O ponto de virada na esperteza de Trama Fantasma é tratar Reynolds e Alma praticamente como oponentes. De início, ela segue os passos de suas antecessoras: deixa de fazer barulho durante o café-da-manhã para não estressar seu amante, acorda às quatro da madrugada para trabalhar com ele em um vestido e ouve todo tipo de comentário que Reynolds tenta travestir de elogio, mas que só revelam o quanto ele olha para as relações humanas com oportunismo artístico, como no primeiro encontro entre os dois, onde, já tirando as medidas de Alma, Reyonolds afirma que seus seios são menores do que a média que ele está acostumado a lidar. 

Por gostar dele (e aí estão as confusões emocionais causadas por relacionamentos conturbados), Alma decide não abandoná-lo, mas permanece na casa tentando conquistar seu próprio terreno e reivindicando desse homem tudo aquilo que, antes, jamais era dito ou clamado por qualquer mulher. A dinâmica instalada a partir daí é de confronto: uma simples refeição pode ser uma incansável quebra de braço entre os dois, e Reynolds, mesmo incomodado, de repente percebe que finalmente encontrou uma mulher à altura. A partir dessa manipulação e dessa co-dependência, Trama Fantasma ilumina as relações que diariamente se destroem e se reconstroem em ciclos viciosos e de auto-ilusão, já que Alma não deixa de representar o caso clássico de mulher abusada emocionalmente que, mesmo abalando estruturas masculinas em diversos momentos, sempre cede ao seu homem.

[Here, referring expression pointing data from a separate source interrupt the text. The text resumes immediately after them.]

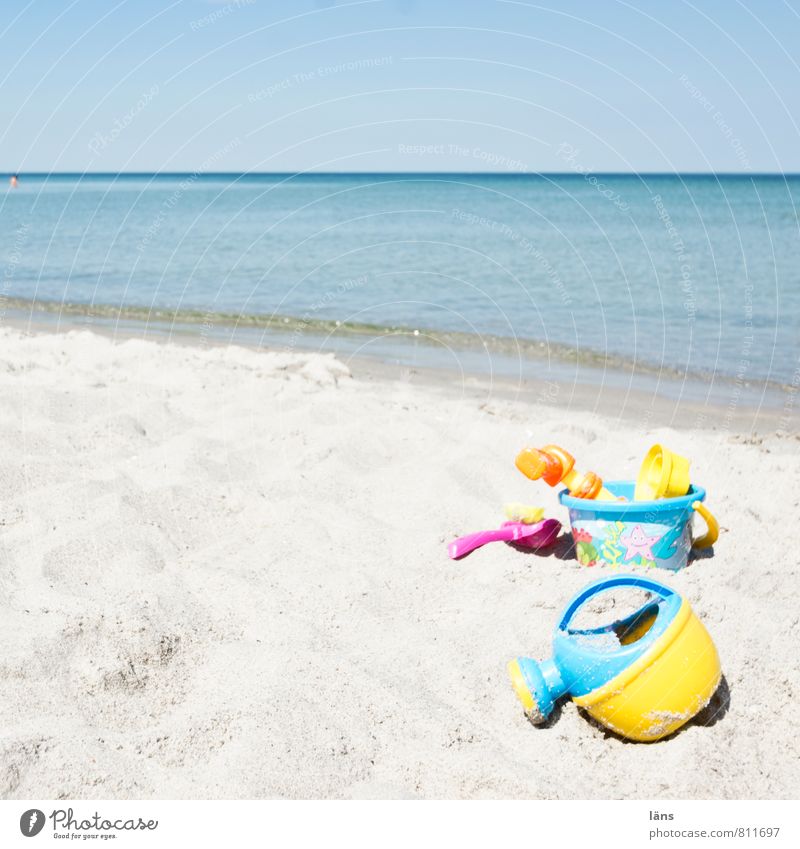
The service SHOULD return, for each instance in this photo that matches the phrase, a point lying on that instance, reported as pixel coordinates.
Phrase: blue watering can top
(585, 661)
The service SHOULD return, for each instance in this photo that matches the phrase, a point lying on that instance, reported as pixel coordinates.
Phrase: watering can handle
(710, 537)
(604, 584)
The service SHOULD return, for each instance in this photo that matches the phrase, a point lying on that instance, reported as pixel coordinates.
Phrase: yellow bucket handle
(712, 533)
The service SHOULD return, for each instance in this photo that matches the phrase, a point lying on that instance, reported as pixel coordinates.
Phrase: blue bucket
(636, 533)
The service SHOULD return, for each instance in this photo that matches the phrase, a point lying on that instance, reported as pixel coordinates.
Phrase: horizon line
(585, 175)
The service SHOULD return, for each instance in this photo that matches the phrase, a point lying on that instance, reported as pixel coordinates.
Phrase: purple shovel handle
(539, 535)
(463, 545)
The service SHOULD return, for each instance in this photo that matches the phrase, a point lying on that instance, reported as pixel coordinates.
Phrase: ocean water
(698, 274)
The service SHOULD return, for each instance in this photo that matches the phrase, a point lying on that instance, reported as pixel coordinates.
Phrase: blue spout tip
(537, 686)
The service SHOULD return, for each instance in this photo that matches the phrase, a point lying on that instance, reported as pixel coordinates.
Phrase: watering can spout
(537, 685)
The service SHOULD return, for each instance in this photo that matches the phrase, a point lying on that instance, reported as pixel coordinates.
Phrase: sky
(399, 85)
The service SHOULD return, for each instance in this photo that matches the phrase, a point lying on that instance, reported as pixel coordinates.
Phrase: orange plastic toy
(555, 466)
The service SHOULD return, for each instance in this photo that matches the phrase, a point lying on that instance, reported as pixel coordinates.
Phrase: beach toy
(643, 676)
(663, 474)
(643, 533)
(525, 513)
(539, 535)
(555, 465)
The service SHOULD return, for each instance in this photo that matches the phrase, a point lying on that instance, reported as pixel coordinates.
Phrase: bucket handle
(712, 534)
(616, 581)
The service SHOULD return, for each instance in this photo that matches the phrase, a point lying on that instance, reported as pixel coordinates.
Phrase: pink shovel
(539, 535)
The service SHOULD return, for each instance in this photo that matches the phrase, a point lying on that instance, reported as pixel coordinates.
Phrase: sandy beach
(223, 574)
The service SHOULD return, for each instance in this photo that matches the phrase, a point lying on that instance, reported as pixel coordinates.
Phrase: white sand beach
(223, 574)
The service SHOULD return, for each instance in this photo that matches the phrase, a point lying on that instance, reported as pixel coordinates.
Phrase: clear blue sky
(406, 85)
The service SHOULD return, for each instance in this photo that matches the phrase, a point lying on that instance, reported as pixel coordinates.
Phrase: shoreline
(346, 335)
(611, 391)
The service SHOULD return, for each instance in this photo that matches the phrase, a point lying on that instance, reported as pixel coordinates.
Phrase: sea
(679, 275)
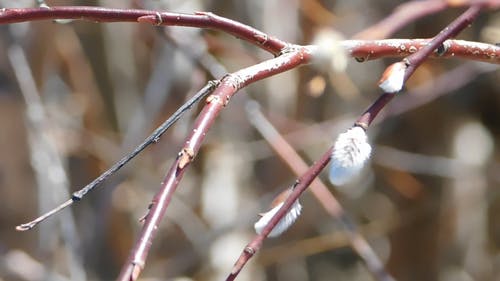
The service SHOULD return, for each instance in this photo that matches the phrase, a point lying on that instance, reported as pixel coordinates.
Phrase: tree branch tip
(155, 19)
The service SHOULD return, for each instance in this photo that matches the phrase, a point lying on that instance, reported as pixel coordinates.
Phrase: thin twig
(364, 120)
(412, 10)
(229, 85)
(414, 60)
(364, 50)
(360, 49)
(153, 138)
(318, 189)
(99, 14)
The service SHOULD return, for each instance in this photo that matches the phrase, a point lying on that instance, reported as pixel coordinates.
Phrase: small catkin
(392, 80)
(350, 153)
(288, 219)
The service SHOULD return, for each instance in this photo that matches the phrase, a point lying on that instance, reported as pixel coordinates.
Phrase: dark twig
(229, 85)
(319, 190)
(414, 60)
(364, 120)
(153, 138)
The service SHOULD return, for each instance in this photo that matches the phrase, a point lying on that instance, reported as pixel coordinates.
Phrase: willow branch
(364, 120)
(319, 190)
(99, 14)
(361, 49)
(153, 138)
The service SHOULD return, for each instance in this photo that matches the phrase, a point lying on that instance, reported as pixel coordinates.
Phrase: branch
(360, 49)
(319, 190)
(364, 50)
(98, 14)
(153, 138)
(230, 84)
(363, 121)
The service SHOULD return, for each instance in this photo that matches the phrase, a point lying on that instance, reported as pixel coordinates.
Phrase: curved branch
(99, 14)
(229, 85)
(362, 50)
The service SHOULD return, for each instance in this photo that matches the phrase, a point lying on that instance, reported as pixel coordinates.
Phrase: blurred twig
(412, 62)
(319, 190)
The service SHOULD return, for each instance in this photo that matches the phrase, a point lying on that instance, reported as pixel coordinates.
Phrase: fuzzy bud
(393, 78)
(286, 221)
(350, 152)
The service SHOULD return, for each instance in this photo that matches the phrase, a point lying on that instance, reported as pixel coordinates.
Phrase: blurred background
(76, 97)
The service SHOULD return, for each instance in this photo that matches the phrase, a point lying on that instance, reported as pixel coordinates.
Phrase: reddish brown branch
(98, 14)
(364, 120)
(320, 192)
(464, 20)
(410, 11)
(230, 84)
(364, 50)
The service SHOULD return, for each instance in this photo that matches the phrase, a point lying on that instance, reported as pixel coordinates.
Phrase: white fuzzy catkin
(286, 221)
(350, 152)
(392, 80)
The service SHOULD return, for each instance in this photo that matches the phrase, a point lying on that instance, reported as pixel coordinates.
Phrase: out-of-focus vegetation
(428, 203)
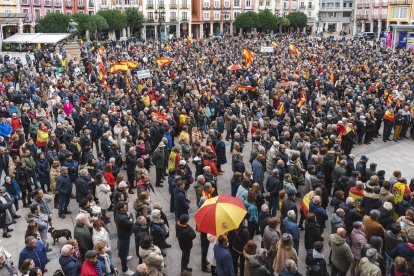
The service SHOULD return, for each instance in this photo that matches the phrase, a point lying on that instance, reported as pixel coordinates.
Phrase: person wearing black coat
(131, 163)
(312, 231)
(185, 234)
(140, 230)
(273, 186)
(181, 204)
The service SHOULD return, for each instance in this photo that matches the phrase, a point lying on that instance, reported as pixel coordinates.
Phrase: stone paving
(388, 156)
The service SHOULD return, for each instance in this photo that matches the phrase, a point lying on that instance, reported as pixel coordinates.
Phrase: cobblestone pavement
(388, 156)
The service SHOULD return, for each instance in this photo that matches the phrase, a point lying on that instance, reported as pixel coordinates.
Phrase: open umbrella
(234, 67)
(220, 214)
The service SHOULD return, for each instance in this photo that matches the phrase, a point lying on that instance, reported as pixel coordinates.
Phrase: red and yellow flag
(294, 50)
(248, 88)
(163, 61)
(248, 55)
(42, 137)
(280, 109)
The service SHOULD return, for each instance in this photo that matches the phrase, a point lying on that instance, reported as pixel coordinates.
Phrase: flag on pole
(248, 55)
(294, 50)
(162, 61)
(280, 109)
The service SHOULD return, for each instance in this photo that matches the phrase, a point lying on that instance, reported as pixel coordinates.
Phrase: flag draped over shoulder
(42, 137)
(248, 55)
(294, 50)
(162, 61)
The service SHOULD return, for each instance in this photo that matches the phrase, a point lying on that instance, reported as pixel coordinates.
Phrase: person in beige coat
(152, 256)
(285, 251)
(249, 251)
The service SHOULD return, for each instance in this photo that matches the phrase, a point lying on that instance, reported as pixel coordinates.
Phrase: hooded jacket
(341, 253)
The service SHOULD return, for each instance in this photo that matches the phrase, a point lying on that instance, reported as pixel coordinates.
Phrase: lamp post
(160, 17)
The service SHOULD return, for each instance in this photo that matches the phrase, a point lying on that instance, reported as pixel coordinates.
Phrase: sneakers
(128, 272)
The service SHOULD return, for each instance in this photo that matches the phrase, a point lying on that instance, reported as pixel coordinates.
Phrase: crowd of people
(285, 125)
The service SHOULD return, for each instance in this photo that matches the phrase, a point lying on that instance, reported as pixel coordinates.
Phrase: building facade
(36, 9)
(370, 16)
(166, 18)
(336, 16)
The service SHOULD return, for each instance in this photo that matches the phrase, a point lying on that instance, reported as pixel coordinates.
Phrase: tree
(53, 23)
(116, 19)
(100, 22)
(85, 22)
(297, 19)
(266, 20)
(134, 18)
(246, 20)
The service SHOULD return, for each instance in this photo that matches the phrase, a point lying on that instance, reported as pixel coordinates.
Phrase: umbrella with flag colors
(220, 214)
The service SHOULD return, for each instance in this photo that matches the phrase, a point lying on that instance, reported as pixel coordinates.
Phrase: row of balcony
(57, 3)
(172, 6)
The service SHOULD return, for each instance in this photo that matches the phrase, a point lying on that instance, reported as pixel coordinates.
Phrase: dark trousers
(335, 271)
(236, 265)
(185, 258)
(63, 204)
(123, 250)
(204, 249)
(159, 172)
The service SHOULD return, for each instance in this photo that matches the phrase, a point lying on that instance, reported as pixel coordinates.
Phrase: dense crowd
(67, 135)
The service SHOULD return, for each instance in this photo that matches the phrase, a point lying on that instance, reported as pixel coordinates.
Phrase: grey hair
(371, 254)
(66, 249)
(375, 214)
(289, 263)
(80, 217)
(29, 239)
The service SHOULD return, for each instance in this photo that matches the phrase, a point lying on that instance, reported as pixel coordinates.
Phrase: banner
(266, 49)
(143, 74)
(388, 40)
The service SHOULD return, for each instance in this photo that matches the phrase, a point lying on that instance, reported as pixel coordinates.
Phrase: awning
(41, 38)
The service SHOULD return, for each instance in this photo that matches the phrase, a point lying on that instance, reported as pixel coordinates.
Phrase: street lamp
(160, 17)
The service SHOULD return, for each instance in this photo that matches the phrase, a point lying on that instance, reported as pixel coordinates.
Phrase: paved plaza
(388, 156)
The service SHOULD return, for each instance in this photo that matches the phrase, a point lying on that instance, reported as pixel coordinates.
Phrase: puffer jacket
(154, 260)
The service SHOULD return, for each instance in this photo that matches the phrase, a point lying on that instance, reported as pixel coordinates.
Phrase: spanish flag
(248, 88)
(304, 205)
(248, 55)
(280, 109)
(131, 64)
(162, 61)
(293, 50)
(117, 68)
(188, 42)
(42, 137)
(389, 116)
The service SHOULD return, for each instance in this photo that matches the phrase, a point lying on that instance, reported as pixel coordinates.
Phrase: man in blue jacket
(36, 251)
(64, 188)
(224, 261)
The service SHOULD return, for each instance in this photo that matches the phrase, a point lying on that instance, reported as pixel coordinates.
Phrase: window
(216, 16)
(37, 14)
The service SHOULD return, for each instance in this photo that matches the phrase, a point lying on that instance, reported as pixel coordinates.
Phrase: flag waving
(248, 55)
(294, 50)
(162, 61)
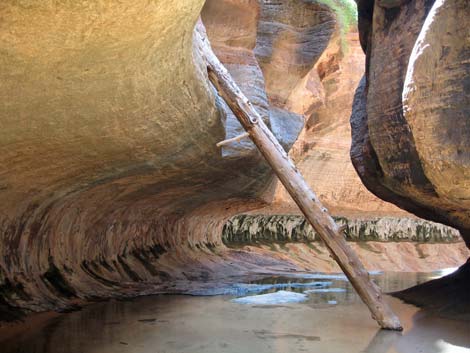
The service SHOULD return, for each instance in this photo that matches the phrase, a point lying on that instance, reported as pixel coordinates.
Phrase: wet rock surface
(110, 181)
(250, 229)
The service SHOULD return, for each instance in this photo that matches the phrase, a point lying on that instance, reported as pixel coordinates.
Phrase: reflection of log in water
(295, 184)
(382, 341)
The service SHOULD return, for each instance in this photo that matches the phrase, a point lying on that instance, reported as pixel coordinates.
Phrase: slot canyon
(112, 186)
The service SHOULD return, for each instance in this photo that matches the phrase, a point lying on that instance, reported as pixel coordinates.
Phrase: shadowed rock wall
(410, 116)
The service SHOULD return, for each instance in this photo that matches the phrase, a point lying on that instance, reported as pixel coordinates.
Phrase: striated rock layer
(243, 229)
(410, 118)
(410, 121)
(110, 181)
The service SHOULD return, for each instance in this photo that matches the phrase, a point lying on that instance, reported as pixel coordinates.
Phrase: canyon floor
(330, 319)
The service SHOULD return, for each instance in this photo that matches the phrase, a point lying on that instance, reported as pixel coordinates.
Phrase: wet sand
(334, 322)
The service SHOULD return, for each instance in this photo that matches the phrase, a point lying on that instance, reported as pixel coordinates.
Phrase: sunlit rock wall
(410, 118)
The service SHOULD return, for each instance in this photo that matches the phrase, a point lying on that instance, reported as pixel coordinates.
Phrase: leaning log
(297, 187)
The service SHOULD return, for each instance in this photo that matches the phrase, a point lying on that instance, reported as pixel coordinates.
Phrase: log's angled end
(391, 322)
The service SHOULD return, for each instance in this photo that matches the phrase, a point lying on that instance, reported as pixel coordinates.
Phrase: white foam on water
(280, 297)
(325, 290)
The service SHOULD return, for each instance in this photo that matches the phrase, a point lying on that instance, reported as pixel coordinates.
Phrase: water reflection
(214, 324)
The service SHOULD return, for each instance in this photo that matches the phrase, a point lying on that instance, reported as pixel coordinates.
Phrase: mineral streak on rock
(252, 229)
(410, 115)
(410, 121)
(110, 181)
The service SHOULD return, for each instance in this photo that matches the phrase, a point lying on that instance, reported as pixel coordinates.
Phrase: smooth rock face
(410, 116)
(110, 181)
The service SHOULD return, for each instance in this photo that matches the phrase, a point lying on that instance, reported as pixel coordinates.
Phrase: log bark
(297, 187)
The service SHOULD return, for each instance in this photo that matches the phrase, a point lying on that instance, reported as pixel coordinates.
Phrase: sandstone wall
(410, 117)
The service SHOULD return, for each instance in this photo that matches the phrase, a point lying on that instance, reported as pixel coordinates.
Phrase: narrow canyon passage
(112, 186)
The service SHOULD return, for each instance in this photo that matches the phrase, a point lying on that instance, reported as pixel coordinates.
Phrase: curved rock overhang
(110, 180)
(410, 122)
(410, 116)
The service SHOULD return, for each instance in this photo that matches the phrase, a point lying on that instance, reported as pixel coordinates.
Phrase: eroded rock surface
(410, 117)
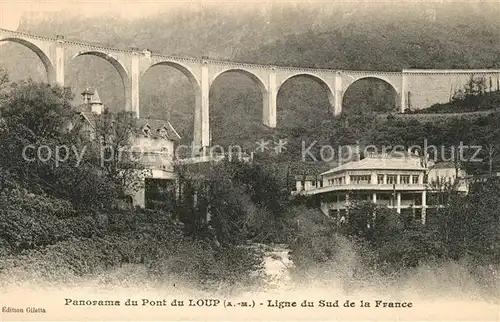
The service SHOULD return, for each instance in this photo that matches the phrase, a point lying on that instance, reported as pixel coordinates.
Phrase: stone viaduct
(416, 88)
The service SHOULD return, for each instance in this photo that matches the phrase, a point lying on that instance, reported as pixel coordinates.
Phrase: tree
(112, 144)
(37, 115)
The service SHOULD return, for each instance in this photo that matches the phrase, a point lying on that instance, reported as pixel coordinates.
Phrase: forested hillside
(349, 36)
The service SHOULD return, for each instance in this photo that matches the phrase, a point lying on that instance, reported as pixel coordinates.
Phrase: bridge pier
(337, 108)
(134, 86)
(269, 104)
(201, 135)
(59, 61)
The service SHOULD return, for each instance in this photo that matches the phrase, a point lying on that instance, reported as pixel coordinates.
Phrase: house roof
(380, 162)
(307, 178)
(95, 98)
(443, 165)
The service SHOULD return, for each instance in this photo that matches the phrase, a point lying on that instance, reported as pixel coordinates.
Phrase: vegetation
(59, 221)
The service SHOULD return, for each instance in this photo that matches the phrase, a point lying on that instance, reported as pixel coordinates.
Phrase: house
(398, 180)
(155, 141)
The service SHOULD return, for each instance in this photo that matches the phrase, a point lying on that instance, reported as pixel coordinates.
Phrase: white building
(398, 181)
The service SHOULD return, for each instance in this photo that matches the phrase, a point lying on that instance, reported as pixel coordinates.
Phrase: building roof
(95, 98)
(307, 178)
(443, 165)
(380, 162)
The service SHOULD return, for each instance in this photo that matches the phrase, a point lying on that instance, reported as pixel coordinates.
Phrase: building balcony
(367, 187)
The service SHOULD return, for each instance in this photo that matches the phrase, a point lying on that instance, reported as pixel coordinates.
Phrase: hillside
(356, 36)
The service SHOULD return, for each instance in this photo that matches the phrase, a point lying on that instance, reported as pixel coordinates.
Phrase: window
(392, 179)
(162, 132)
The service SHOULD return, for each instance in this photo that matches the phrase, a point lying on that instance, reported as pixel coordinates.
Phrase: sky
(12, 10)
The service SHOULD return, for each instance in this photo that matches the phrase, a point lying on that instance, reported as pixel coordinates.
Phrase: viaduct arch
(387, 80)
(426, 87)
(44, 58)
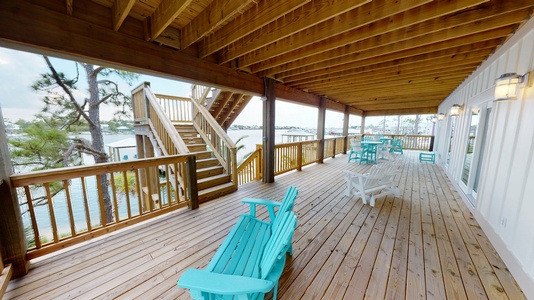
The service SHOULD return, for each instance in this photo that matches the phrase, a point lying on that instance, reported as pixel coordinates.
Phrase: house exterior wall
(504, 205)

O mundo de perfeição costurado pelos lindos figurinos, pela impecável fotografia assinada pelo próprio Anderson e pela trilha arrebatadora de Jonny Greenwood ajuda na claustrofobia, pois pode ser muito mais doloroso encontrar desconstrução e dor em um mundo aparentemente perfeito. Seja no roteiro ou na direção, Anderson extrai o melhor dos sentidos que o cinema é capaz de proporcionar, apostando em um ritmo contemplativo e pausado, o que amplia a sensação propositalmente incômoda da obra. Trama Fantasma é de uma elegância ímpar, afirmação que se estende ao formato e, claro, ao conteúdo.

Por fim, despedindo-se do cinema, Daniel Day-Lewis arrasa novamente, interiorizando as sensações e os pensamentos de um personagem que permitiria hipérboles e até caricaturas. É o tipo de papel que só poderia ser para ele, e é por isso mesmo que assusta o quanto Vicky Krieps, cumprindo uma tarefa dificílima, consegue se equiparar em força e inteligência. Essa dupla fenomenal também está em excelente companhia: Lesley Manville, frequente colaboradora do diretor Mike Leigh, é cortante e imponente em cena com um simples olhar, evocando uma autoridade quase impossível diante do protagonista. Merecidamente reconhecido pelo Oscar 2018 com surpreendentes indicações em seis categorias, incluindo filme e direção, Trama Fantasma é o tipo de projeto que não termina após a sessão e que, muito em breve, será tema de novas leituras, conversas e discussões. E esse não é o melhor presente que um filme pode nos dar?

2 comentários em “Trama Fantasma

  1. Infelizmente, não pude assistir a este filme antes do Oscar 2018, mas achei o trailer muito interessante. O cinema de PT Anderson sempre é muito instigante e não espero menos dele em “Trama Fantasma”.